Peg-stability Module
Last updated
Last updated
Peg-stability module (PSM) is a common function in most stablecoin issuance protocols. PSM allows 1:1 swap between a stablecoin issued by a protocol and quote token (ex. USDC).
For zSOL PSM should allow zSOL <-> SOL at 1:1 ratio, however LP Finance uses mSOL, which is a liquid staking derivative of SOL.
mSOL and zSOL's market price is not correctly accounted to SOL price. Therefore the program treats the price as follows.
mSOL: True price (value when delayed unstake)
zSOL: SOL price
This prevents oracle exploits where zSOL or mSOL price depegs, causing higher redemption of mSOL or higher issuance of zSOL, causing zSOL to be undercollateralized.
mSOL is not always pegged to staked SOL's value. As mSOL to be fully claimed for SOL, a full epoch has to pass, which means in a volatile market condition, people would rather sell mSOL on market rather than wait to claim.
Here is an example of mSOL depegging during FTX collapse event. (mSOL-SOL Saber)
In case of mSOL depeg event, zSOL would be depegged at an equivalent rate. This is not a bug but a "design". Short-sellers can take benefit by shorting zSOL instead of SOL as zSOL is likely to fall more in price where SOL price crashes.
Unlike other PSM, LP Finance implement "Protocol Debt Vault" which is an account managed by LP Finance DAO. It acts same as other accounts, but have solely mSOL as collateral, maximum LTV of 100%, and cannot be liquidated.
PSM interacts with the Protocol Debt Vault in the backend as follows.

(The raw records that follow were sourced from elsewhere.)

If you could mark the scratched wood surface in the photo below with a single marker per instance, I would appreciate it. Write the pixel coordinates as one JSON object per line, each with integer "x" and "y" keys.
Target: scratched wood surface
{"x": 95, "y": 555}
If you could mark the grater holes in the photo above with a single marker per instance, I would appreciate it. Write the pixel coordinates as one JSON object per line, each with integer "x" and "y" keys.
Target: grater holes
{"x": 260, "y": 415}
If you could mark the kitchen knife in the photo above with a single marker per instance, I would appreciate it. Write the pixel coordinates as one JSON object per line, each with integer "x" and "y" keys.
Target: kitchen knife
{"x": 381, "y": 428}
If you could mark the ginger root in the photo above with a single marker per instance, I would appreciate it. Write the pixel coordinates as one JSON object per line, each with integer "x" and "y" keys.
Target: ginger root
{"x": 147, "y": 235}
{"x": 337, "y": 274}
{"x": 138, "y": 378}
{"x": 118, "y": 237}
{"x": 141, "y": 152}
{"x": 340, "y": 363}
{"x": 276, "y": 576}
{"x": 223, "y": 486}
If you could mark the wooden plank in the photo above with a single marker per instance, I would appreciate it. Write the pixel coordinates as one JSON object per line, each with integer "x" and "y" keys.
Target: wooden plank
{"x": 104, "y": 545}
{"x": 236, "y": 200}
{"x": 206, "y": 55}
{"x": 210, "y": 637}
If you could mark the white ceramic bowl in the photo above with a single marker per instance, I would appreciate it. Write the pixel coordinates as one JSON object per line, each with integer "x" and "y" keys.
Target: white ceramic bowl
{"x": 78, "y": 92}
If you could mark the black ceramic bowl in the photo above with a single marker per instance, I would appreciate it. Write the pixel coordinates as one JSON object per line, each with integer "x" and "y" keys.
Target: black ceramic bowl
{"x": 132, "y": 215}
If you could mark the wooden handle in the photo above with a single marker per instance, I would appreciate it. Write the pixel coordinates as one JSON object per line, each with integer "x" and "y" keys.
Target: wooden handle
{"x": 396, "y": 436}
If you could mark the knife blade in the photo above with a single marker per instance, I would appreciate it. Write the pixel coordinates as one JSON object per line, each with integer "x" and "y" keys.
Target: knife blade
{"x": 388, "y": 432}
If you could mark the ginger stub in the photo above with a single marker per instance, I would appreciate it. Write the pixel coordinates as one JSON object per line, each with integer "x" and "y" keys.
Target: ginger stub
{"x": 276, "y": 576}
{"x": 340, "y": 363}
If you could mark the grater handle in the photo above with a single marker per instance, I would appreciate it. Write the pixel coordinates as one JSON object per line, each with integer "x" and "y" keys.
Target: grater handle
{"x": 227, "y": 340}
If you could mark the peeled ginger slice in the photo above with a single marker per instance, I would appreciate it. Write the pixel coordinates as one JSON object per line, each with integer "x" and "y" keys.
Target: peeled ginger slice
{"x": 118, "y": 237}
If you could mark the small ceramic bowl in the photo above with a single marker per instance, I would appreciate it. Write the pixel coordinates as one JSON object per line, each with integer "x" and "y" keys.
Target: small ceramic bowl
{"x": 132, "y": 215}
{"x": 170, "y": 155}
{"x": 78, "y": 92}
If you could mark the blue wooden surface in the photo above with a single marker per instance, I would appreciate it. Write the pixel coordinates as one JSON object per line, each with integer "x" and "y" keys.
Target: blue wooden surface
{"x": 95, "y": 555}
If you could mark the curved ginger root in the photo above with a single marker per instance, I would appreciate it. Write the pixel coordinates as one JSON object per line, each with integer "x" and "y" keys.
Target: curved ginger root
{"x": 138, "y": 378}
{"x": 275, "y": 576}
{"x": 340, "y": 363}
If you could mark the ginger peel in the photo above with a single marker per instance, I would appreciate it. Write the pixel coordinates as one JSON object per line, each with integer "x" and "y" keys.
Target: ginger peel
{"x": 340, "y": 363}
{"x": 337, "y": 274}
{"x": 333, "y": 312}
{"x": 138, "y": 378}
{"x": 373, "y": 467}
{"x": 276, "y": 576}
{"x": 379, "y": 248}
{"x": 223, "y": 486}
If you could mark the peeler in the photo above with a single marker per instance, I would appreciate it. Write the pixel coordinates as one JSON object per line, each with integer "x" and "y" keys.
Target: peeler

Swap mSOL-->zSOL: Deposit mSOL as collateral & borrow zSOL
Swap zSOL-->mSOL: Repay zSOL & withdraw mSOL collateral
There is a swap fee for claiming mSOL (zSOL-->mSOL), which is a revenue source for LP Finance DAO. Additionally, when PSM activities are static, Protocol Debt Vault earns staking yields which is more efficient than having SOL.